Il y a des gens qui meurent du fait de l'insuffisance de notre droit. Arthur Delaporte (Socialistes)

La rapporteure s'est engagée à travailler sur une rédaction affinée en vue de l'examen du texte en séance, afin d'y garantir expressément l'impératif du respect de la liberté individuelle. De quoi rassurer les membres des groupes Horizons et Démocrate qui, tout en partageant l'objectif porté par l'article 4, avaient émis quelques réserves quant à d'éventuels effets pervers, et convaincre les Socialistes. "Il y a des gens qui meurent du fait de l'insuffisance de notre droit", a ainsi fait valoir Arthur Delaporte (Socialistes), tout en insistant sur la nécessité de protéger les lanceurs d'alerte. L'amendement de rétablissement de l'article 4 défendu par la rapporteure a finalement été adopté au terme de ces débats.

Un amendement porté par Erwan Balanant (Démocrate) a, par ailleurs, été voté afin de susciter une nouvelle possibilité de dérogation au secret professionnel spécifiquement dédiée aux dérives sectaires.
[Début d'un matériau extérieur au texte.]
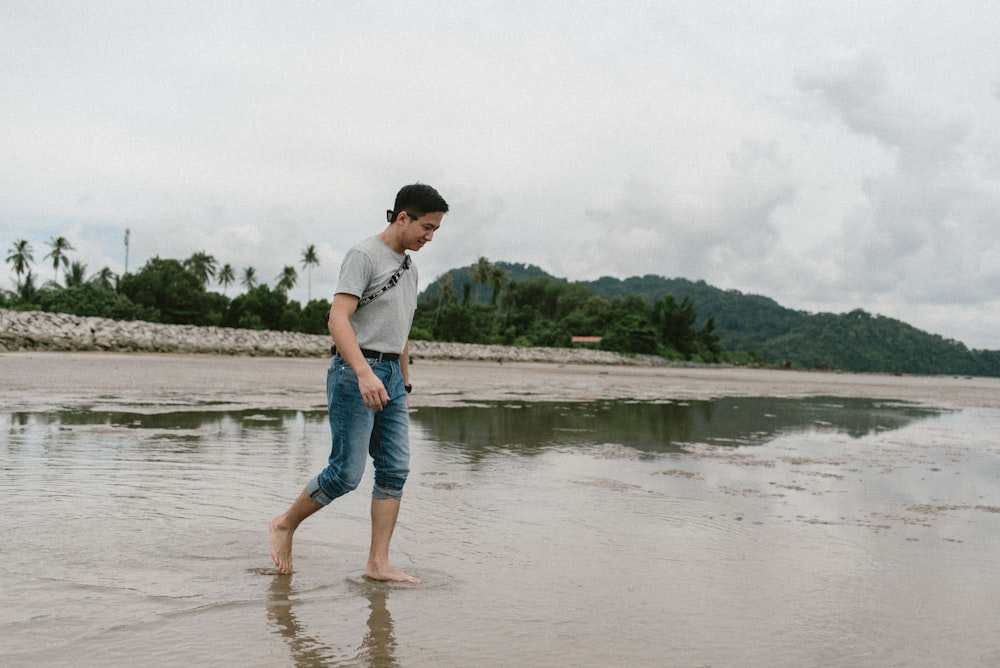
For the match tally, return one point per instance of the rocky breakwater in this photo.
(36, 330)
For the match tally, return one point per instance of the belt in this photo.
(372, 354)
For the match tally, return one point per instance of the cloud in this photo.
(928, 224)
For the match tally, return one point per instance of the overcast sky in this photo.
(829, 155)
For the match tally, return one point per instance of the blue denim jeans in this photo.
(358, 431)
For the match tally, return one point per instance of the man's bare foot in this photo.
(388, 573)
(281, 545)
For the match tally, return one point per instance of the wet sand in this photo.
(549, 530)
(40, 380)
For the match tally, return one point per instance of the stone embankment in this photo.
(35, 330)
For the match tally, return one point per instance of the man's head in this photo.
(414, 218)
(416, 200)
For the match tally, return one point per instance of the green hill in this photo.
(855, 341)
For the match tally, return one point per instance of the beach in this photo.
(557, 513)
(165, 381)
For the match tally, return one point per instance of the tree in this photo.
(59, 246)
(446, 294)
(20, 258)
(482, 272)
(166, 286)
(310, 259)
(105, 279)
(249, 279)
(202, 265)
(28, 292)
(76, 275)
(226, 276)
(286, 279)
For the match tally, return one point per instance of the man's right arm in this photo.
(371, 388)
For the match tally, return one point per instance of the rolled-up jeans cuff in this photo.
(380, 492)
(316, 493)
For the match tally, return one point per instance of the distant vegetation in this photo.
(742, 328)
(167, 291)
(512, 304)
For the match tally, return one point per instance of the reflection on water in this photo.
(827, 531)
(377, 648)
(659, 427)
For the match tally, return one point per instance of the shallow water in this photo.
(750, 531)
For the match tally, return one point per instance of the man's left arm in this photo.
(404, 366)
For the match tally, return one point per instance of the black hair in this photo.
(416, 199)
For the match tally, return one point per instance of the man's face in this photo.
(418, 232)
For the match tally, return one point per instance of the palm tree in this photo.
(310, 259)
(202, 265)
(287, 278)
(249, 278)
(59, 246)
(226, 276)
(21, 258)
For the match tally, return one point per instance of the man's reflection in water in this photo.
(378, 647)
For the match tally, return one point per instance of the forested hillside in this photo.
(745, 327)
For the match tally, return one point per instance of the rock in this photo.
(36, 330)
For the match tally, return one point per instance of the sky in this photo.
(828, 155)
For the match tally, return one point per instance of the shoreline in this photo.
(46, 381)
(23, 331)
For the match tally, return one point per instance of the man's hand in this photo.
(372, 391)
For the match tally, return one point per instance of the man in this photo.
(368, 379)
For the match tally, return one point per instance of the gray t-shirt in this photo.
(383, 324)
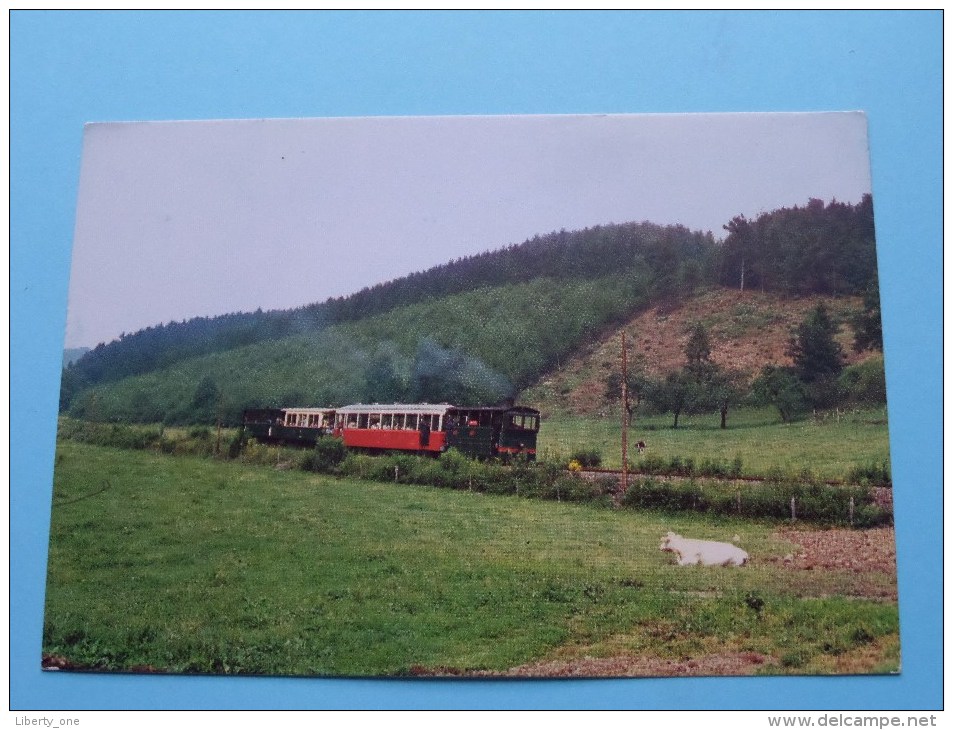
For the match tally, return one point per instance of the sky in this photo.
(182, 219)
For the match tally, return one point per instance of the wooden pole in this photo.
(625, 421)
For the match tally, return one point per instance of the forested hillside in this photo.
(473, 330)
(672, 255)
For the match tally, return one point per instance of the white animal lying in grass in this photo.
(703, 552)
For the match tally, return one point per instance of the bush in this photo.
(327, 454)
(587, 458)
(864, 383)
(813, 502)
(871, 474)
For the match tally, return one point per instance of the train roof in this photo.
(430, 408)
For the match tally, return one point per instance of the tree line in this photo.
(818, 248)
(816, 379)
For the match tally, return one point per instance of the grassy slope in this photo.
(513, 331)
(747, 330)
(193, 565)
(828, 447)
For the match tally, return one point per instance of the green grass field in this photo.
(827, 447)
(185, 564)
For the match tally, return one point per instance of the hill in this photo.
(747, 331)
(486, 327)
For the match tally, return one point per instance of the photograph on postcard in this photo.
(515, 396)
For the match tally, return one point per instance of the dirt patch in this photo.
(857, 551)
(715, 665)
(746, 330)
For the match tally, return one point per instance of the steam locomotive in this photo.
(422, 428)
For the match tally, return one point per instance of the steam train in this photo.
(422, 428)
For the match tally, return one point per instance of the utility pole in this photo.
(625, 420)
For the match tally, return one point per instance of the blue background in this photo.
(68, 68)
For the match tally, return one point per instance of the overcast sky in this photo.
(184, 219)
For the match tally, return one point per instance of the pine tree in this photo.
(817, 355)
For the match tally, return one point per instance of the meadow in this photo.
(826, 447)
(195, 565)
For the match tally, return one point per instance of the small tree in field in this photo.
(816, 354)
(781, 388)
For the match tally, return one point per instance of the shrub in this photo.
(587, 458)
(864, 383)
(871, 474)
(327, 454)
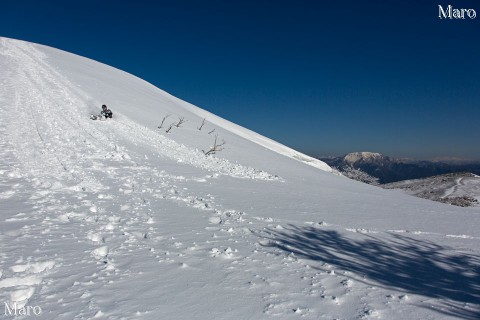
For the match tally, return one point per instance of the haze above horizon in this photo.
(325, 78)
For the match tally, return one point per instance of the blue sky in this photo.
(323, 77)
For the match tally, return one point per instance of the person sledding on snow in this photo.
(107, 113)
(104, 114)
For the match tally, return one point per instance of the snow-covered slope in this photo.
(461, 189)
(119, 220)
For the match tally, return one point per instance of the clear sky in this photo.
(323, 77)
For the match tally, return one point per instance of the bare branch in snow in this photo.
(180, 121)
(201, 126)
(170, 128)
(216, 147)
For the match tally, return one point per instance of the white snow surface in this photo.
(117, 219)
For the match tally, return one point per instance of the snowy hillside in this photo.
(461, 189)
(118, 219)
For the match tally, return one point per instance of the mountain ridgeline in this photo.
(375, 168)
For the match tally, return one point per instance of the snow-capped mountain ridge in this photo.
(365, 157)
(119, 219)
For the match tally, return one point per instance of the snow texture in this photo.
(118, 219)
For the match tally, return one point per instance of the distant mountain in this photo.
(375, 168)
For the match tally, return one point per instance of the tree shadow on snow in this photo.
(403, 263)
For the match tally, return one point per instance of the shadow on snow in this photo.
(406, 264)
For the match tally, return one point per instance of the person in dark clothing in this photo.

Complété par un amendement de la rapporteure, le titre du projet de loi indique désormais que celui-ci vise à "renforcer la lutte contre les dérives sectaires et à améliorer l’accompagnement des victimes".

Après son adoption en commission, le texte sera débattu par les députés à partir de ce mardi après-midi, 13 février, dans l'hémicycle de l'Assemblée nationale.